Lorsque j’ai fait ma formation d’assistante de service social, les étudiants avaient une ISIC à valider pour le diplôme. Je précise pour le commun des mortels : il s’agit d’une intervention sociale d’intérêt collectif, c’est-à-dire un accompagnement social de groupe, en opposition à un accompagnement individuel classique appelé ISAP, pour intervention sociale d’aide à la personne.
Pour réaliser cette ISIC, il fallait impérativement utiliser une méthodologie de projet. Au cours de cet article, vous trouverez des extraits de mes notes de cours.

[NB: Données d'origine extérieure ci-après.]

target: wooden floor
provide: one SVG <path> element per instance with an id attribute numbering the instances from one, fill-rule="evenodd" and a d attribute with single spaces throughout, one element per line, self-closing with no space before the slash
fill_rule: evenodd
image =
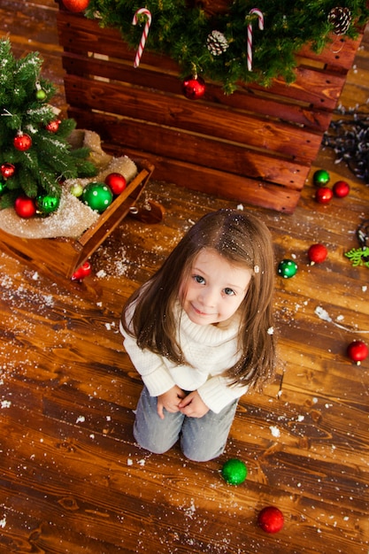
<path id="1" fill-rule="evenodd" d="M 0 0 L 0 27 L 17 55 L 42 54 L 63 107 L 56 9 L 52 0 Z M 368 91 L 365 37 L 341 101 L 355 105 Z M 141 382 L 118 320 L 127 296 L 194 221 L 238 203 L 152 181 L 146 197 L 165 206 L 164 222 L 126 219 L 82 284 L 0 253 L 1 552 L 368 553 L 369 358 L 357 366 L 345 350 L 354 339 L 369 342 L 369 270 L 344 252 L 358 246 L 369 188 L 334 165 L 330 151 L 316 167 L 332 182 L 347 179 L 350 195 L 318 204 L 310 179 L 291 216 L 243 206 L 271 228 L 276 263 L 293 258 L 299 269 L 277 278 L 277 379 L 263 396 L 242 397 L 227 451 L 210 463 L 135 443 Z M 328 259 L 311 266 L 306 251 L 317 242 Z M 249 468 L 240 487 L 219 473 L 230 458 Z M 257 525 L 270 504 L 285 516 L 277 535 Z"/>

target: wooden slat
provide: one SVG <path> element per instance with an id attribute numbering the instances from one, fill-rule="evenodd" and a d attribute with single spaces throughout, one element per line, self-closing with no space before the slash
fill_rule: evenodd
<path id="1" fill-rule="evenodd" d="M 122 63 L 121 60 L 109 60 L 109 63 L 106 63 L 104 59 L 65 52 L 63 57 L 63 66 L 68 74 L 81 77 L 90 74 L 162 92 L 181 94 L 181 83 L 177 74 L 161 73 L 158 78 L 158 71 L 143 64 L 140 71 L 137 71 L 128 61 Z M 242 87 L 241 91 L 225 95 L 219 86 L 208 83 L 204 100 L 250 113 L 255 112 L 257 104 L 258 113 L 263 116 L 292 122 L 313 131 L 325 131 L 331 119 L 328 112 L 314 109 L 309 102 L 303 103 L 299 100 L 297 103 L 294 98 L 273 96 L 268 89 L 257 90 Z"/>
<path id="2" fill-rule="evenodd" d="M 214 141 L 196 134 L 105 113 L 72 109 L 69 114 L 82 128 L 88 127 L 99 133 L 107 146 L 120 143 L 125 145 L 125 150 L 135 149 L 138 135 L 141 137 L 140 151 L 145 157 L 165 155 L 175 158 L 181 150 L 186 161 L 204 170 L 212 167 L 236 175 L 249 175 L 296 190 L 302 189 L 309 173 L 308 164 L 250 150 L 234 142 Z"/>
<path id="3" fill-rule="evenodd" d="M 74 75 L 65 79 L 65 96 L 79 108 L 96 109 L 173 128 L 193 131 L 235 142 L 264 148 L 299 159 L 315 158 L 321 137 L 286 123 L 264 120 L 255 114 L 231 112 L 186 98 L 161 96 L 149 89 L 91 81 Z M 227 125 L 225 125 L 227 120 Z M 181 153 L 179 152 L 179 155 Z"/>

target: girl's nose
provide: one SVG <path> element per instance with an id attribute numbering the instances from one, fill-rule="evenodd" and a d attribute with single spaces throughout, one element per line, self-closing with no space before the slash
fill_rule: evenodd
<path id="1" fill-rule="evenodd" d="M 213 306 L 215 304 L 215 291 L 210 288 L 204 289 L 200 294 L 200 301 L 204 306 Z"/>

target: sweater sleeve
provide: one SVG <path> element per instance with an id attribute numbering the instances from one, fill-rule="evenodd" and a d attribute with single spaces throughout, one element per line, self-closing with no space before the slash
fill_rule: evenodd
<path id="1" fill-rule="evenodd" d="M 158 396 L 173 387 L 175 382 L 158 354 L 148 349 L 142 350 L 135 339 L 120 324 L 120 333 L 124 336 L 124 347 L 135 368 L 142 378 L 150 396 Z"/>
<path id="2" fill-rule="evenodd" d="M 201 385 L 197 392 L 207 407 L 219 413 L 228 404 L 242 396 L 248 389 L 248 386 L 229 386 L 223 377 L 215 375 Z"/>

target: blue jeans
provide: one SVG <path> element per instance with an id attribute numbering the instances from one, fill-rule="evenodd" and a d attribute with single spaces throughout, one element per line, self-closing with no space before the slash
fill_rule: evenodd
<path id="1" fill-rule="evenodd" d="M 219 413 L 210 410 L 202 418 L 189 418 L 181 412 L 170 413 L 165 410 L 164 419 L 158 415 L 157 402 L 157 396 L 150 396 L 144 387 L 134 425 L 134 435 L 140 446 L 155 454 L 163 454 L 181 439 L 183 454 L 196 462 L 218 458 L 224 451 L 237 400 Z"/>

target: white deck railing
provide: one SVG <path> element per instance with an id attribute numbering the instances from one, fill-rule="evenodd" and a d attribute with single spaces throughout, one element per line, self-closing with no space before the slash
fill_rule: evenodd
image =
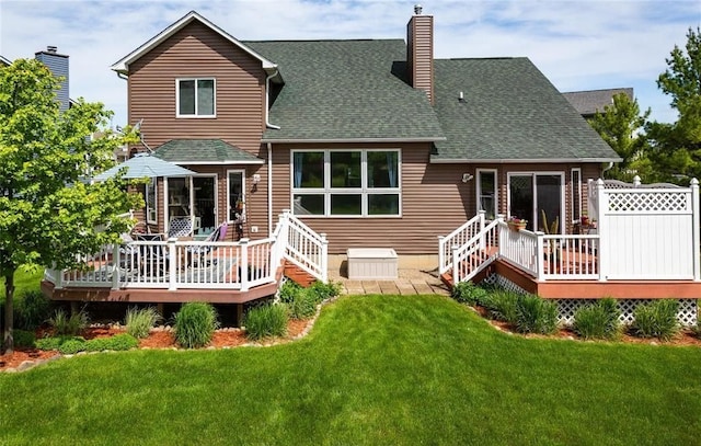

Je précise qu’il s’agit du vrai cours que ma promotion et moi-même avons eu en préambule de l’ISIC, histoire de vous immerger au plus près de notre expérience.
Vous apprécierez dès l’introduction le parallèle entre rigidité et souplesse, qui nous met de suite dans le bain.
Ainsi que le petit encadré (qui met en valeur les trucs que j’ai supposé être importants car répétés 25 fois) qui parle de déontologie.
[Tout comme l’empathie, l’éthique et bien d’autres…La déontologie fait partie des notions dont on parle tout au long de la formation mais que personne ne peut vraiment définir.]
Si je vous pose ce contexte, c’est pour vous raconter une histoire que j’ai vécue en formation : l’École dans laquelle j’ai fait ma formation est à l’initiative d’une action collective qui entend lutter pour l’inclusion des SDF. Les formateurs en sont tellement fiers qu’ils en parlent à toute les occasions, et notamment lors des cours sur l’ISIC.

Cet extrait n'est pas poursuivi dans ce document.